È questo uno degli aspetti che più colpisce nel suo racconto: le maglie perverse e subdole della tratta non afferrano inizialmente le loro vittime con la violenza e non fanno necessariamente leva sulla disperazione estrema, ma usano piuttosto le armi del tranello, tra promesse (di un lavoro, di una vita migliore) e seduzione (finti corteggiatori che convincono le vittime a seguirli). La violenza arriva poi, evidentemente, ma è il passaggio successivo.

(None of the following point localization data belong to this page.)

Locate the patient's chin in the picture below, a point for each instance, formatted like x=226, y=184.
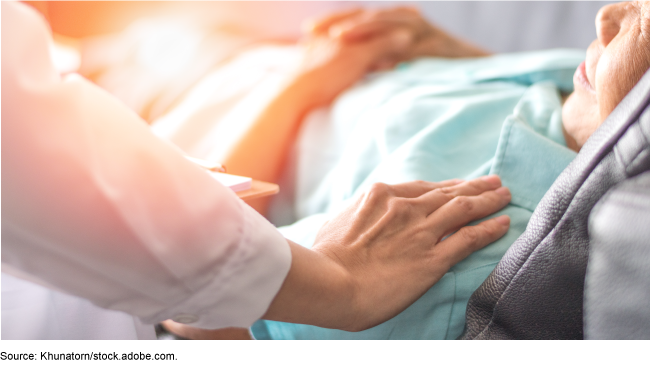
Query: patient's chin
x=580, y=119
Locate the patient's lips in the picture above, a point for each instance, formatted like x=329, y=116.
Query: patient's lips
x=580, y=78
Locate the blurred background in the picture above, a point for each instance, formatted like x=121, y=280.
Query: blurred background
x=150, y=54
x=198, y=72
x=499, y=26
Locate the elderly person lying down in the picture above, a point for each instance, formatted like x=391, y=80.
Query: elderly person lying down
x=452, y=112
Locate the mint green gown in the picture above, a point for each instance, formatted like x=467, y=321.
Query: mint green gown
x=437, y=119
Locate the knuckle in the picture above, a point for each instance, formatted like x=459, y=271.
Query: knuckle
x=379, y=188
x=470, y=236
x=378, y=192
x=399, y=206
x=447, y=190
x=463, y=203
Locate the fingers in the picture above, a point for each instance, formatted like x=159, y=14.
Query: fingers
x=414, y=189
x=469, y=239
x=322, y=25
x=371, y=24
x=431, y=201
x=464, y=209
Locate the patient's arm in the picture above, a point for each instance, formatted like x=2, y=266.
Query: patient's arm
x=329, y=66
x=425, y=38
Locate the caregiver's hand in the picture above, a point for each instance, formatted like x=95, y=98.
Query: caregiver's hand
x=425, y=39
x=385, y=250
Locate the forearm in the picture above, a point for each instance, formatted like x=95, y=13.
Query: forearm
x=262, y=150
x=316, y=291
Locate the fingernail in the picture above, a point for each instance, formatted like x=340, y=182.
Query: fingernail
x=504, y=220
x=400, y=39
x=492, y=179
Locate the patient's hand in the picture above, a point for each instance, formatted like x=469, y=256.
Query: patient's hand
x=425, y=39
x=330, y=65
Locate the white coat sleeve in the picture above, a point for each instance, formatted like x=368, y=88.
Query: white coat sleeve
x=94, y=205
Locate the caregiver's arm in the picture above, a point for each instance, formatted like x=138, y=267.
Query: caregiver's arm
x=385, y=251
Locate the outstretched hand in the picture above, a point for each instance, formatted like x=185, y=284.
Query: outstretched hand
x=384, y=251
x=424, y=39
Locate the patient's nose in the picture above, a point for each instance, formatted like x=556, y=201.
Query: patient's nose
x=608, y=22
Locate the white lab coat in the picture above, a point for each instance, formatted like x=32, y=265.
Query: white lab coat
x=96, y=206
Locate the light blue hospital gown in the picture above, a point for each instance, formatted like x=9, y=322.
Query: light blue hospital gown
x=437, y=119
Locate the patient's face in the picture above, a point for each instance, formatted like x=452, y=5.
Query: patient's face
x=615, y=62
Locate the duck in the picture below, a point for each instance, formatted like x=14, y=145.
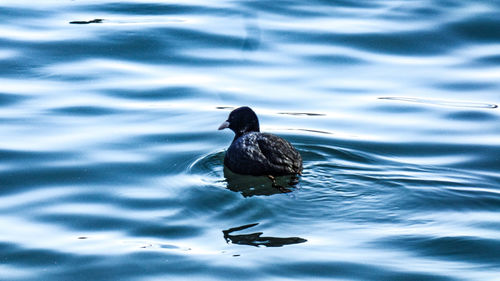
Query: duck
x=255, y=153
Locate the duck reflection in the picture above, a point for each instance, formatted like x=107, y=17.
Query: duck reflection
x=255, y=239
x=251, y=185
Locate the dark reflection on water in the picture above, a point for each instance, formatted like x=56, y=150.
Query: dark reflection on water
x=256, y=239
x=251, y=185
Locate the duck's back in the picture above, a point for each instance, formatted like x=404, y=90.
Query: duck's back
x=263, y=154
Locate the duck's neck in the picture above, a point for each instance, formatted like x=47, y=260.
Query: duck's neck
x=237, y=135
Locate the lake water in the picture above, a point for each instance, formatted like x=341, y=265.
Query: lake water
x=111, y=162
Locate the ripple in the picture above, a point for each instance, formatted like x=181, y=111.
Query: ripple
x=442, y=102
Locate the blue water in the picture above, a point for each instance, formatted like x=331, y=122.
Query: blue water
x=111, y=162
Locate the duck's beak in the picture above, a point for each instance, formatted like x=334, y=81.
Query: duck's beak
x=224, y=125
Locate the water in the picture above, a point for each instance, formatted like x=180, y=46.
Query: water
x=111, y=164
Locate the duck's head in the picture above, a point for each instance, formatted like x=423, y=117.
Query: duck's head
x=241, y=120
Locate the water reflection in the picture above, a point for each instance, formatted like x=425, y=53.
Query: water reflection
x=255, y=239
x=251, y=185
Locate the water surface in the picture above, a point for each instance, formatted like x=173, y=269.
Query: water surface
x=111, y=162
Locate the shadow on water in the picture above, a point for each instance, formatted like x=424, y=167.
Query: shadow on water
x=255, y=239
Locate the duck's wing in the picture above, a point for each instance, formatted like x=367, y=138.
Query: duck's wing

Per questo, ripete di continuo Blessing, il pericolo è così grande: perché qualunque ragazza può finire tra le fauci della tratta sessuale, mercato infernale e in espansione con dieci milioni di prestazioni acquistate ogni mese solo in Italia.

Poi, quando arriva, la violenza sulla vittima è a tutto tondo. La donna trafficata viene infatti trattata alla stregua di un oggetto, di una proprietà privata usata senza limiti e senza regole, se non quelle del profitto. Requisitole il passaporto, le vengono contestualmente tolti la dignità e il diritto all’autodeterminazione. In più, vi sono i ricatti affettivi — con la minaccia di far del male a chi è rimasto a casa — e quelli che fanno leva sulla superstizione e l’ignoranza.

Blessing racconta anche l’altro lato della storia, ancor più doloroso se possibile: quello delle pressioni da parte dei familiari in Nigeria che molto spesso fingono di non sapere da dove venga il denaro che le ragazze spediscono dall’Italia. «Se mandi a casa i soldi, nessuno fa più domande. I soldi sono la verità».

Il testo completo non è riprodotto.